HC Deb 02 February 1970 vol 795 cc24-5
31. Mr. Molloy

asked the Secretary of State for Foreign and Commonwealth Affairs what were the results of the consultations held between Her Majesty's Government and Governments in the Persian Gulf and South-East Asia about the maintenance of a military presence in South-East Asia after 1971; and if he will make a statement.

Mr. M. Stewart

As my right hon. Friend the Prime Minister said in the House on 16th January 1968, following the review of the commitments the Services are required to undertake, we intend to withdraw British forces from their stations in Malaysia, Singapore, and the Persian Gulf by the end of 1971. We are in close consultation with our friends in the Persian Gulf and South-East Asia about matters arising from our military withdrawal.

Mr.
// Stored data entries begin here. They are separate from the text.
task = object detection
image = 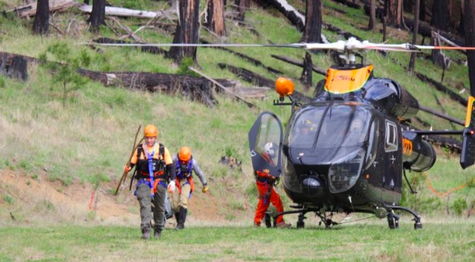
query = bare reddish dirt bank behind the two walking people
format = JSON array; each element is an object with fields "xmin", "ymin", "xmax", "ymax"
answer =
[{"xmin": 0, "ymin": 170, "xmax": 244, "ymax": 227}]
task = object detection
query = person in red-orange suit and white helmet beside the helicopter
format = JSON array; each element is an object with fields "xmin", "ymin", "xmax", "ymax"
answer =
[{"xmin": 254, "ymin": 143, "xmax": 290, "ymax": 227}]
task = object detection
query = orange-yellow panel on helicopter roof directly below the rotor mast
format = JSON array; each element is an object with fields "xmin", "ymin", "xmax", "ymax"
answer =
[{"xmin": 325, "ymin": 65, "xmax": 373, "ymax": 94}]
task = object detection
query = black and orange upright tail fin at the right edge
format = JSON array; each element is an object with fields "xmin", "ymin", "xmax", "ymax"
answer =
[{"xmin": 460, "ymin": 96, "xmax": 475, "ymax": 169}]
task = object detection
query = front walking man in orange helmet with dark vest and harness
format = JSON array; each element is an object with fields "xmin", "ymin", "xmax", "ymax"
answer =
[{"xmin": 124, "ymin": 125, "xmax": 175, "ymax": 239}]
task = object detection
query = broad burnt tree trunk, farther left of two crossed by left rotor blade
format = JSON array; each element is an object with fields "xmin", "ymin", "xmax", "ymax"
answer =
[{"xmin": 168, "ymin": 0, "xmax": 200, "ymax": 62}]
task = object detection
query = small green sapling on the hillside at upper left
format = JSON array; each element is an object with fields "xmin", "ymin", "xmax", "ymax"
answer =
[{"xmin": 39, "ymin": 43, "xmax": 91, "ymax": 107}]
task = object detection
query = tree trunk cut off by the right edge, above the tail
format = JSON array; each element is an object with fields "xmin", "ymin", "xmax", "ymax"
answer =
[{"xmin": 463, "ymin": 0, "xmax": 475, "ymax": 96}]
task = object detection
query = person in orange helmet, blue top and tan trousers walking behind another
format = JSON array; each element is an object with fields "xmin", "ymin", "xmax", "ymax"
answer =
[{"xmin": 172, "ymin": 146, "xmax": 208, "ymax": 229}]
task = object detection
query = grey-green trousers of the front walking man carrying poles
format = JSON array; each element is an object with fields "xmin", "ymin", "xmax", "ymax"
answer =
[{"xmin": 136, "ymin": 184, "xmax": 167, "ymax": 231}]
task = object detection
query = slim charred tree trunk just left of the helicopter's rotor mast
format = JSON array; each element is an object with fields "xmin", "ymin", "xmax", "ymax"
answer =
[{"xmin": 300, "ymin": 0, "xmax": 322, "ymax": 88}]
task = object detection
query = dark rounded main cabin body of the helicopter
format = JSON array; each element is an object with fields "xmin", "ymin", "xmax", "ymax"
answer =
[{"xmin": 282, "ymin": 102, "xmax": 403, "ymax": 214}]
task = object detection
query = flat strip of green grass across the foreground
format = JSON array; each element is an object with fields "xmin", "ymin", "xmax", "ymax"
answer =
[{"xmin": 0, "ymin": 221, "xmax": 475, "ymax": 261}]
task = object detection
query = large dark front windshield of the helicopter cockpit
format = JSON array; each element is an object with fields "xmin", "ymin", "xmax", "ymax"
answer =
[{"xmin": 288, "ymin": 104, "xmax": 371, "ymax": 164}]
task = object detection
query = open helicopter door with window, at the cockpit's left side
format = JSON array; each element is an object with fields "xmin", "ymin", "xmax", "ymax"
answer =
[{"xmin": 248, "ymin": 112, "xmax": 282, "ymax": 177}]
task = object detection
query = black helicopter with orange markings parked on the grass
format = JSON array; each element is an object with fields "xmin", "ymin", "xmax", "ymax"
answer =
[{"xmin": 248, "ymin": 39, "xmax": 475, "ymax": 229}]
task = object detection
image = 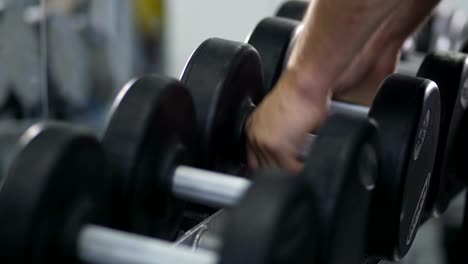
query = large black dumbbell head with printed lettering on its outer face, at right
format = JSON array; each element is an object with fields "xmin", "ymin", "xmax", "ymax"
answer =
[{"xmin": 369, "ymin": 74, "xmax": 440, "ymax": 260}]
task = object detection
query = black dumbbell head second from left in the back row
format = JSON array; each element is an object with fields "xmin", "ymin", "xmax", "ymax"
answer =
[{"xmin": 102, "ymin": 76, "xmax": 197, "ymax": 239}]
Molloy

While thanking my right hon. Friend for that reply as one of those who agree with the intelligence of that approach to our commitments in that part of the world, would not my right hon. Friend agree, nevertheless, that it is specially repugnant to see some hon. Members opposite making charges that this sort of policy could endanger British lives? Not only does it make no contribution, but it is pretty thick coming from right hon. and hon. Gentlemen opposite, of all parties in the country.

Mr. Stewart

In general, I agree with my hon. Friend. As far as I or anyone else can understand the policy of hon. and right hon. Gentlemen opposite, it could mean putting the lives of British Servicemen in very serious danger through a half-hearted policy which we could not back up.

Mr. Tapsell

Will the right hon. Gentleman at least assure us that there will be no major rundown of forces before May, 1971, so that the British people can pronounce on this issue at the next General Election?

Mr. Stewart

We have announced clearly that the withdrawal is to be complete by the end of 1971. The details in each case are a matter for my right hon. Friend the Secretary of State for Defence and have to be carried out with regard to efficiency and safety.

Sir Alec Douglas-Home

Can the right hon. Gentleman tell us whether the defences of the embryo Federation have made any progress? If they have not, is it not very dangerous to leave a vacuum in an area by taking away British troops before there is anyone to replace them?

Mr. Stewart

It is clear that the defence of the area must depend on regional co-operation among the parties concerned. Nothing could be more disastrous than for this country to pretend that it could give support which hon. Members in all parts of the House know in the last resort it could not.